Ein zweiter Grund war, dass wir für 10 Tage Urlaub in Ägypten gemacht haben. Am 09.09.2010 ging es von Düsseldorf aus nach Hurghada. Unser Hotel (Coral Beach Rotana Resort) lag im südlichsten Teil des Ortes und bot ein eigenes Riff mit direktem Zugang.

Bisher ist dieser Blog ja fast komplett der Fotografie gewidmet und das soll auch so bleiben. Aber diese 10 Tage Urlaub begründen eine kleine Serie von Blogeinträgen, die für die nächste Zeit geplant sind. Um schon einmal eine kleine Vorschau zu geben möchte ich kurz beschreiben, was so kommt.

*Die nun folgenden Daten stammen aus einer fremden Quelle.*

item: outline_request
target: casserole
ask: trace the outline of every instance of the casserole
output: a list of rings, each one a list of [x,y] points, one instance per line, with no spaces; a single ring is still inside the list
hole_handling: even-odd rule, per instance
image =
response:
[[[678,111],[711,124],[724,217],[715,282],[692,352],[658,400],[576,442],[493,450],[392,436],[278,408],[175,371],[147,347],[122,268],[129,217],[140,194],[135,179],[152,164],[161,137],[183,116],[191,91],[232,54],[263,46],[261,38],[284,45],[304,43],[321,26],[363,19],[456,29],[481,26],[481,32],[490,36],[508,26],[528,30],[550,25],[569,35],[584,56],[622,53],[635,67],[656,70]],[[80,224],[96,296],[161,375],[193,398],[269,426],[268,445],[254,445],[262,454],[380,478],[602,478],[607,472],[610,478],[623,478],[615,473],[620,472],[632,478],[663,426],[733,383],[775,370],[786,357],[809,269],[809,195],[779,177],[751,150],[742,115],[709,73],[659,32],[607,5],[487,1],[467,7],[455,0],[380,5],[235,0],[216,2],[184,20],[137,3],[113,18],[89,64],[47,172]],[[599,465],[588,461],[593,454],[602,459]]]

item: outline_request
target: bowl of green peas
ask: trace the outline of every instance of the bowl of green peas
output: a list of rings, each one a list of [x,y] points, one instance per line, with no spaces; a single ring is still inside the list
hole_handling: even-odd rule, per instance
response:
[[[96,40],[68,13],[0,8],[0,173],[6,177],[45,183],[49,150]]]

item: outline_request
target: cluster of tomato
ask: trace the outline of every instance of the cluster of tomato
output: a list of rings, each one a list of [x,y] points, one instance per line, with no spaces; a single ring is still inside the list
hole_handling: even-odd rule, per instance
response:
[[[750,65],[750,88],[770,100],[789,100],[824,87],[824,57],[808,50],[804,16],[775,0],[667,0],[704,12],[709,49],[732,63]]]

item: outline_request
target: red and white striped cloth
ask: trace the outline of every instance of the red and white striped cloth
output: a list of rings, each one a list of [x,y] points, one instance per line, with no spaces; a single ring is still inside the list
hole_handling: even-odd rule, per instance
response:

1. Ein kleiner Erfahrungsbericht zu meinem Wasserdichten Kamerabeutel DiCAPac WP-S10

2. Ein kleiner Überblick über das Hotel

3. Erfahrungen mit den ersten Panoramenversuchen

4. Bericht über “Mega-Safari” (Mit Jeep/Quad/Buggy durch die Wüste)

5. Bootstour zum “Dolphine House” mit 2 weiteren Schnorchelgängen

6. Unterwasserfotos vom Hauseigenen Riff

Leider kann ich nicht genau sagen wann welcher Teil erscheint, da noch viele Fotos durch den RAW-Konverter müssen.